How to Get Capital for Merchants and Retailers

November 10, 2016

Borrowed capital is the lifeblood for most small retail businesses and merchants. Without it, buying the inventory you need, expanding when the time is right, or just surviving through a short-term cash flow gap would be impossible.

But finding the right solution can be a challenge. Everything—from a reluctance of major banks to loan funds to new businesses to lenders who don’t want to be involved with industries they consider risky, such as retailers—means owners will have to work hard to find the best option.
See Your Business As Others View It

As with any small business owner, your personal credit score will play a key role when you seek a loan. Financial institutions have different requirements for minimum scores so you will have more choices if you have a high credit score. But many lenders, such as BFS Capital, are willing to work with people with lower credit scores.

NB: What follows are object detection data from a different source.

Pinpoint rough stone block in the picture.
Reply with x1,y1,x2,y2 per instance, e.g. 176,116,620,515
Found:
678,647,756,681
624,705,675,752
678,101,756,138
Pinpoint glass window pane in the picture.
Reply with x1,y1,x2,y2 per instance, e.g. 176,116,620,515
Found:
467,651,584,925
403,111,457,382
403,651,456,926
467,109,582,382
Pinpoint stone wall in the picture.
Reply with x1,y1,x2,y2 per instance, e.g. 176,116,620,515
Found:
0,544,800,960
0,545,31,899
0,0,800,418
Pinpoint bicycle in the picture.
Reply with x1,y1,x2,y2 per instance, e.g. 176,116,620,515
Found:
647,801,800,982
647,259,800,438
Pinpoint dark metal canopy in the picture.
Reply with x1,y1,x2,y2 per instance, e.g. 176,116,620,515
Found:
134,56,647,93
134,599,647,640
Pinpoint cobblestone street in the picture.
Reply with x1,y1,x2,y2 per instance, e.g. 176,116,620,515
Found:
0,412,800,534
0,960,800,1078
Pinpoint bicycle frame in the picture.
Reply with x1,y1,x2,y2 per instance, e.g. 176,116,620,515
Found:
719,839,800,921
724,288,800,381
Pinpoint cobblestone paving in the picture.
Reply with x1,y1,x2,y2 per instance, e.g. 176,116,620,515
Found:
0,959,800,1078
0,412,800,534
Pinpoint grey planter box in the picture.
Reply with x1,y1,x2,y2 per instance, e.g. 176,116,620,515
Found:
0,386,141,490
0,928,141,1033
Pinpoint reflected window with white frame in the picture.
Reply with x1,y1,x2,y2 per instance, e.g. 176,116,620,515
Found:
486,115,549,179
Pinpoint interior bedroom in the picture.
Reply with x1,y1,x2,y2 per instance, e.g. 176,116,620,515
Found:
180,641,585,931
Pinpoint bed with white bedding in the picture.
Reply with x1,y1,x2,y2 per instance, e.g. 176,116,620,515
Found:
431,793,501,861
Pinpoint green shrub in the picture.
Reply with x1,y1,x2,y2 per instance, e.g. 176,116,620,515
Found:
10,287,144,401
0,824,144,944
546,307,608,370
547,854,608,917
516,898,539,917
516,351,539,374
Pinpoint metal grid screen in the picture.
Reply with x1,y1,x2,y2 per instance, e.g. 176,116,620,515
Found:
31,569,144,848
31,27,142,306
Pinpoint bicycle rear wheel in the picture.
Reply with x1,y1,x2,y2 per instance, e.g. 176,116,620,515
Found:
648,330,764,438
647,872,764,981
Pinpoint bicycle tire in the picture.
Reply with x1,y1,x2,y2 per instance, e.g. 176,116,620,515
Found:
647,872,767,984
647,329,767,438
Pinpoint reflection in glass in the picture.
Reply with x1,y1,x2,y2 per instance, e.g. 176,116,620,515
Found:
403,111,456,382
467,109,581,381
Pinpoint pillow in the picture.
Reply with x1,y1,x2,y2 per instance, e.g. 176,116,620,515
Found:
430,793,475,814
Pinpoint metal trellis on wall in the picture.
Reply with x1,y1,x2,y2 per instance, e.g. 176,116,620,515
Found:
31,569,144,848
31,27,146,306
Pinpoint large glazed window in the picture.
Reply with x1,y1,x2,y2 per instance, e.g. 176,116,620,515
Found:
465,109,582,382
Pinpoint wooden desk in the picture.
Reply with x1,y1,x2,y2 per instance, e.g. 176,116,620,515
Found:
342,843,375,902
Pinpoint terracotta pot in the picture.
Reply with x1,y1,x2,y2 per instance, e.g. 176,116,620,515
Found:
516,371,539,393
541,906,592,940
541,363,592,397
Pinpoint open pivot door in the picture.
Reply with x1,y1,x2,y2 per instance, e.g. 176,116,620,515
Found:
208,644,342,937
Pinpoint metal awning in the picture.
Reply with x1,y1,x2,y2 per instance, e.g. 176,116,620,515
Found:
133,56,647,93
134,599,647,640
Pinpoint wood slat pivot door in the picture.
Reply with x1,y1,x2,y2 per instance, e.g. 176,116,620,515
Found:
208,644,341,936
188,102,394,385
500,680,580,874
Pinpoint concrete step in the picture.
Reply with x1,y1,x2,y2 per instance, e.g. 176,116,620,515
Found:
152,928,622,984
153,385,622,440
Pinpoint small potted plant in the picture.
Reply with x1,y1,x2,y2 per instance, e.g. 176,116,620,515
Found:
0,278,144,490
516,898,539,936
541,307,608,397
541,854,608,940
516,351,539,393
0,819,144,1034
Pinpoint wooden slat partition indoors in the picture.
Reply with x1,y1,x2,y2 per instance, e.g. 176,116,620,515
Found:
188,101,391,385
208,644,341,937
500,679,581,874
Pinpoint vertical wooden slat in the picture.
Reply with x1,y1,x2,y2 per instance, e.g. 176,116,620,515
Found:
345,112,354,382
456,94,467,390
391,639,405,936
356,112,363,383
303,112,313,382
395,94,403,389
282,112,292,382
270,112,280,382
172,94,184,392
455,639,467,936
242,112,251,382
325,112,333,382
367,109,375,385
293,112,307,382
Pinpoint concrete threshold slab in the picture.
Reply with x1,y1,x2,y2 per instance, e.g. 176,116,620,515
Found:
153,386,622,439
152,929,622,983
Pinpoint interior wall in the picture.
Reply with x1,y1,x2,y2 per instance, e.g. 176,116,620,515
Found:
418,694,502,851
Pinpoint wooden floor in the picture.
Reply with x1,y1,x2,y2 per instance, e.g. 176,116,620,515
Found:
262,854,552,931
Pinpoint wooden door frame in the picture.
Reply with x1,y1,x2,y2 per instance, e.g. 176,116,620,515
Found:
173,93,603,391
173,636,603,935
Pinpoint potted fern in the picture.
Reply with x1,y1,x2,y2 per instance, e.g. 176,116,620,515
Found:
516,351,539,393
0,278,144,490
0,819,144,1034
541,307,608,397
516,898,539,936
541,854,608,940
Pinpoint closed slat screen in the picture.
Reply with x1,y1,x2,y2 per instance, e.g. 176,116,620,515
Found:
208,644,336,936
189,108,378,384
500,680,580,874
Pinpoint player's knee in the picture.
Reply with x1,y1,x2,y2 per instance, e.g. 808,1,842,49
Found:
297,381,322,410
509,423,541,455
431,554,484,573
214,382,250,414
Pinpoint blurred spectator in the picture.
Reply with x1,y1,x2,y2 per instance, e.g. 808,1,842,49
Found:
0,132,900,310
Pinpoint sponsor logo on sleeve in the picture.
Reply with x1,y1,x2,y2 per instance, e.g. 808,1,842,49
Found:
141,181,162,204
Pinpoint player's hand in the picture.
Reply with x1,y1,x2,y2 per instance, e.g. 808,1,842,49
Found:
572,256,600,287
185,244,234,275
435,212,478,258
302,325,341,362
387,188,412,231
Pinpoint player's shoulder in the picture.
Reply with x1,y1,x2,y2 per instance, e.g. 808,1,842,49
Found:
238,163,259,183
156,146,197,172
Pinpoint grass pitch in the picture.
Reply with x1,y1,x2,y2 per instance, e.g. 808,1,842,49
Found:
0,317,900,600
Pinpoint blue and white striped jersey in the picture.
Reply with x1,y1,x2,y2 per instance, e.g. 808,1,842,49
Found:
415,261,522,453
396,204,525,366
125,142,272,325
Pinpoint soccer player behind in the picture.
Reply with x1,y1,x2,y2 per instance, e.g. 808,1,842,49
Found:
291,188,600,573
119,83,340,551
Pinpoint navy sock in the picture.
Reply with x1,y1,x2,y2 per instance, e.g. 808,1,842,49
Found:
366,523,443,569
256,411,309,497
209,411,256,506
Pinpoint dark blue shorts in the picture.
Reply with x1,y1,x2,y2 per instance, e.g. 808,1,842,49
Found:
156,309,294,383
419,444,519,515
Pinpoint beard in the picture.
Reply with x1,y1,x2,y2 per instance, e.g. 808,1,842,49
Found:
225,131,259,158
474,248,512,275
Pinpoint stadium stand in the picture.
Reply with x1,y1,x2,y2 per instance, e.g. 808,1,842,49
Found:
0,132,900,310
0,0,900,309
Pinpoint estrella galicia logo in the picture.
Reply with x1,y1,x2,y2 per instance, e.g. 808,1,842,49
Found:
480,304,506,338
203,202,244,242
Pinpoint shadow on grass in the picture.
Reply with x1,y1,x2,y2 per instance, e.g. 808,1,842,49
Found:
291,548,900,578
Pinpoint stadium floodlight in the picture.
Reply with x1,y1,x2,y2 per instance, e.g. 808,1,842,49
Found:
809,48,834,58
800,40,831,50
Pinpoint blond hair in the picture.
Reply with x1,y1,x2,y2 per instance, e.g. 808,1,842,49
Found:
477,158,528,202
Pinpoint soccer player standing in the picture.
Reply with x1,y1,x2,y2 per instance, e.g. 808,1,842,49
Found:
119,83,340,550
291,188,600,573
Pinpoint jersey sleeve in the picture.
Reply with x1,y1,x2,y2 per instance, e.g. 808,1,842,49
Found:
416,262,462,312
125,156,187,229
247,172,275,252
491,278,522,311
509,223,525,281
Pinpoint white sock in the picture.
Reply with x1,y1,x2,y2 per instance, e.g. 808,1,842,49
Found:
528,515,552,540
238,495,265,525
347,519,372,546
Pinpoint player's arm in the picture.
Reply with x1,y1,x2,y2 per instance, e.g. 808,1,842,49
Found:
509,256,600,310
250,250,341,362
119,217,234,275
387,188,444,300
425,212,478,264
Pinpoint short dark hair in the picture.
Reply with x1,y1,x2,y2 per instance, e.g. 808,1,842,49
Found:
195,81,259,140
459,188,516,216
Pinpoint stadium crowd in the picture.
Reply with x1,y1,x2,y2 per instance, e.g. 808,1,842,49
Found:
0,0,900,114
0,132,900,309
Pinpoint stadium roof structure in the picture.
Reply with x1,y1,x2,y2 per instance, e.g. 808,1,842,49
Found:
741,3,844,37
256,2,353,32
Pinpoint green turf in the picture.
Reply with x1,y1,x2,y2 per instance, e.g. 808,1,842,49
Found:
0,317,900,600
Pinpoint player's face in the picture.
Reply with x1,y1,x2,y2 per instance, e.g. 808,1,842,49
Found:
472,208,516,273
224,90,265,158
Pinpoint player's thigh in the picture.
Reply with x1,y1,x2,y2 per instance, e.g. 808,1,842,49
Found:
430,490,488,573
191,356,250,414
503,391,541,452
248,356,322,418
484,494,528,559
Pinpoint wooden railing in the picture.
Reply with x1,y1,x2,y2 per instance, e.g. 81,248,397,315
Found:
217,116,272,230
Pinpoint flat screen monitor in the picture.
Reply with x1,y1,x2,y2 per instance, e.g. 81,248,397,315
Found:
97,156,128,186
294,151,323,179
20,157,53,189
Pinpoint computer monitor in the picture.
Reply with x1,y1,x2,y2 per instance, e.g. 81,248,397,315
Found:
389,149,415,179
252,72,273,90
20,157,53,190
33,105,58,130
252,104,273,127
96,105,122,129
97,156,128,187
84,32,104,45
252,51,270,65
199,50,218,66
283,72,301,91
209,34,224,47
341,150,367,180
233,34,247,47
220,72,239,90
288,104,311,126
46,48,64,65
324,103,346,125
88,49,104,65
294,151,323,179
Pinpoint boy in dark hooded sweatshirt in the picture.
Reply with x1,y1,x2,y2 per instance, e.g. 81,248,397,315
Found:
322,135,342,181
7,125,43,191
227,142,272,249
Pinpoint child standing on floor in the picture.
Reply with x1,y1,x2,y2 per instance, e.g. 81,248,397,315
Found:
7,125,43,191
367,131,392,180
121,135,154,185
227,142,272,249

You should evaluate your business’ current financial situation and know if it generates enough cash flow to repay a loan. If not, consider the risks both to your business and potentially to your personal circumstances if you default on the loan.
What’s the Money For?

You’re in a far better position if you identify a specific purpose for your loan rather than just getting money for a general need. The reason is certain types of loans are tailored for different purposes and time frames. Additionally, it helps determine how much you actually need. You don’t want to borrow significantly more than you need because your business could be hurt if your working capital is tied up in repaying an unnecessary amount.
Short or Long Term

If you want to stock up on holiday inventory and have a business line of credit, this is the time to tap into it because it is a temporary capital need. However, if you don’t have a credit line, it may be worth exploring a short-term loan as you want to free up your cash quickly to build your business.

For retailers and other merchants, there may be slow periods throughout the year. If your business has trouble getting through these times, you may want to consider a merchant cash advance, where the lender collects a set percentage of the company’s daily credit card sales as repayment. These advances don’t have fixed interest rates, but they can be quite expensive. If your options are limited, this might be the best way to survive the slow sale seasons.

Retailers and merchants who are seeking funds for major capital improvement, such as opening a new location or purchasing new Point of Sale (POS) software and hardware would likely be better off with an intermediate or long-term business loan. The benefits from these investments generally last for at least several years, and given the expense, a short-term loan may prove to be a hardship to repay.

While banks may be the most obvious solution, many of these institutions have difficult requirements few small business owners can meet, which explains the 20% approval rate for small business loans.

Other options for owners to obtain intermediate and long-term loans include traditional banks and institutions affiliated with the Small Business Administration (SBA), as well as financing from alternative lenders, such as BFS Capital, that specialize in small business loans.